I originally submitted this article on JustOneOpinion. com on May 30, 2009.
I’m republishing it here for the benefit of the readers of my blog.


When l was growing up, I was taught that the Bible was the inspired Word of God; that God put His thoughts into the minds of writers like the faithful prophets and apostles to make it historically inerrant. I was told that it’s God’s book with no mistakes and no contradictions – and that’s what most American Christians still believe todayFront cover of Jesus, Interrupted

As it turns out, that’s not what’s taught in mainstream Christian seminaries. Scholars have made significant progress in understanding the Bible over the last 200 years and the results of their studies are regularly and routinely taught to university graduate students and prospective pastors.
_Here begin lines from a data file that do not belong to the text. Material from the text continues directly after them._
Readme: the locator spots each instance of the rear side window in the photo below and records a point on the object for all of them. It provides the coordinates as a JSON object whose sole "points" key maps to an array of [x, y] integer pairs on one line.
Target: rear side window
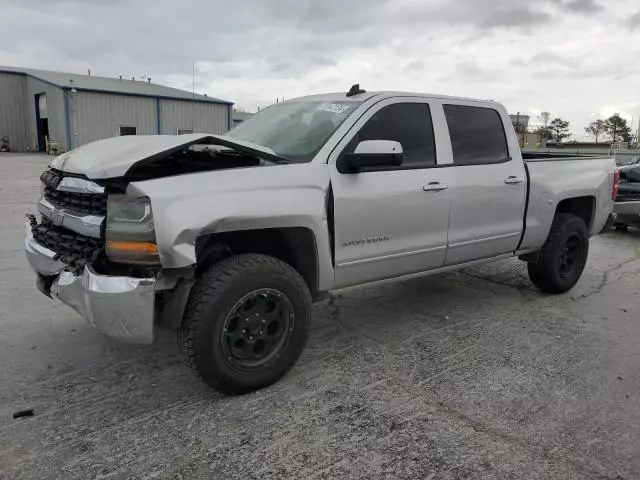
{"points": [[407, 123], [477, 135]]}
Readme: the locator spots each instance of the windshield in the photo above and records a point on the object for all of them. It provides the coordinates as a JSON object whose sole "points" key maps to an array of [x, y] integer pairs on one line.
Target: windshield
{"points": [[296, 130]]}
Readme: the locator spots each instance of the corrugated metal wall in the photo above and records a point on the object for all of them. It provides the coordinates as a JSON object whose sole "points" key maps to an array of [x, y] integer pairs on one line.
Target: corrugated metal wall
{"points": [[195, 116], [95, 116], [55, 107], [13, 120]]}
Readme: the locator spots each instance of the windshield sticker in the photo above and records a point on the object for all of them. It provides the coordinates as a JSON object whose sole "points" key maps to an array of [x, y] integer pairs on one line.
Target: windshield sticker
{"points": [[334, 107]]}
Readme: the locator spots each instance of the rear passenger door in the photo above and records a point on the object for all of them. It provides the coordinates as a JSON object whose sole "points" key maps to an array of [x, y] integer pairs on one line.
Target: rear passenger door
{"points": [[487, 184]]}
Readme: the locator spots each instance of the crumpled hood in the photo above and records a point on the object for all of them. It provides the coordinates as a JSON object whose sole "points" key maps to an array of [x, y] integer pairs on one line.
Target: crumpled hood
{"points": [[113, 157]]}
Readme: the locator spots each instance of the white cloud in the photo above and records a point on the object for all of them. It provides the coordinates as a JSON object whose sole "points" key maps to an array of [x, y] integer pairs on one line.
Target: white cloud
{"points": [[569, 57]]}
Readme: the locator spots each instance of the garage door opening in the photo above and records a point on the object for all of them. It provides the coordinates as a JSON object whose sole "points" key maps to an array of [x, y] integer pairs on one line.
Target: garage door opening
{"points": [[42, 121], [128, 131]]}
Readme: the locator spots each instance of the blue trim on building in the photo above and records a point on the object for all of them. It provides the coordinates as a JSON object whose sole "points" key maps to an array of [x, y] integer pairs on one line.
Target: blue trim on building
{"points": [[67, 117], [158, 118], [25, 74], [162, 97]]}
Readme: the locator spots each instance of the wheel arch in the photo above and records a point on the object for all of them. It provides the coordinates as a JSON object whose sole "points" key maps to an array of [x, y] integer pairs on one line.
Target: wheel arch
{"points": [[296, 246], [583, 207]]}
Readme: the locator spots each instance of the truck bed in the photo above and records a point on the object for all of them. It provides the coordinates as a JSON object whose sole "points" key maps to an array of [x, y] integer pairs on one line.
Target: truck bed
{"points": [[554, 157], [553, 178]]}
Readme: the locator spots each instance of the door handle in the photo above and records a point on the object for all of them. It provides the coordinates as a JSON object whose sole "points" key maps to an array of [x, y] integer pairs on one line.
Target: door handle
{"points": [[513, 180], [435, 187]]}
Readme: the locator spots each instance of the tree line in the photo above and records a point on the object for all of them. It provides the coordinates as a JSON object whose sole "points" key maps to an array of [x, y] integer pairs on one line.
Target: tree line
{"points": [[614, 128]]}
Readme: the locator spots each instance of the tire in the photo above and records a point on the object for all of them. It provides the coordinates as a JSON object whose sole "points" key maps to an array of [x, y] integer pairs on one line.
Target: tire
{"points": [[553, 273], [225, 357]]}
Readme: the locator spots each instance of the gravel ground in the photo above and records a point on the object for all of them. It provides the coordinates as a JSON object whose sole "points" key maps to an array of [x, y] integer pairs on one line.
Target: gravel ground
{"points": [[471, 375]]}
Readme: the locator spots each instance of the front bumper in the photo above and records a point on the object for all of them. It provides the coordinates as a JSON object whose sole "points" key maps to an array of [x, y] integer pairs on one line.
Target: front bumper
{"points": [[119, 307]]}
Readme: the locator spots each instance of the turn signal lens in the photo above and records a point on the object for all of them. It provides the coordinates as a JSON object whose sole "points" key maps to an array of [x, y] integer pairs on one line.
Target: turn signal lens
{"points": [[130, 232]]}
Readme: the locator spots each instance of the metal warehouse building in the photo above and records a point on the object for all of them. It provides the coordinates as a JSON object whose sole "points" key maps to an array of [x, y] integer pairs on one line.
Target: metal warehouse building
{"points": [[68, 110]]}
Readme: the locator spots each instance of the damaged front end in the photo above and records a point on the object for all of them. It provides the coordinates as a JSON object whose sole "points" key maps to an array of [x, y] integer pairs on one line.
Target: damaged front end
{"points": [[67, 251]]}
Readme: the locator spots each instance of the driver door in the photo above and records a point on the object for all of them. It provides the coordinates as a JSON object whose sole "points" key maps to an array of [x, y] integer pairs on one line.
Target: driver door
{"points": [[391, 221]]}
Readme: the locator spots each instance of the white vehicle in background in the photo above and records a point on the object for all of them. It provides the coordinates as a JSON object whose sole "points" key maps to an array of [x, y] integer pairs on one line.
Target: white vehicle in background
{"points": [[230, 238]]}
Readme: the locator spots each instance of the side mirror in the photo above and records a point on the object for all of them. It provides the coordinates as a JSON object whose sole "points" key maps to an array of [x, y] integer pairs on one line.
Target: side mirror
{"points": [[371, 153]]}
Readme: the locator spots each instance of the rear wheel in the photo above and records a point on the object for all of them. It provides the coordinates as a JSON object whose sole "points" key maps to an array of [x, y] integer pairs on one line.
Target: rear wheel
{"points": [[563, 256], [246, 322]]}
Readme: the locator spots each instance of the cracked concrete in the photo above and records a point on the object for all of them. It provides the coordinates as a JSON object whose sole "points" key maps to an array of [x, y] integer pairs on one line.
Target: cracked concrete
{"points": [[470, 375]]}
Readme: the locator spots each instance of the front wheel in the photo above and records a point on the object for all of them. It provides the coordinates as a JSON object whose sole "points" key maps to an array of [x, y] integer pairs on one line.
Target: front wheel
{"points": [[246, 322], [563, 256]]}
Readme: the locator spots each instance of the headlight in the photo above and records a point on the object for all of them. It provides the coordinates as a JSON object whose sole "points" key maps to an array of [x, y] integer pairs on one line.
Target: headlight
{"points": [[129, 233]]}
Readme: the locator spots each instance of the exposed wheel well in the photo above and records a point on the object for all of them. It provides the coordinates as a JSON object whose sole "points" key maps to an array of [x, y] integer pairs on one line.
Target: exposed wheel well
{"points": [[582, 207], [295, 246]]}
In Bart D. Ehrman’s book, Jesus, Interrupted – Revealing the Hidden Contradictions in the Bible (and Why We Don’t Know About Them), the author reports that not only are most Americans ignorant about the contents of the Bible, they are completely in the dark about what scholars have been saying about it for the past two centuries. This is what motivated Ehrman to write this book.

With this bold claim driving me, I decided to check it out. Ehrman’s excellent writing skills make his book easy to read and it’s definitely an eye opener. But still, it gnawed at me as to why this information is not more widely known; it gives credence to Will Rogers’ quote, “It’s not what we don’t know that gives us trouble; it’s what we know that ain’t so.”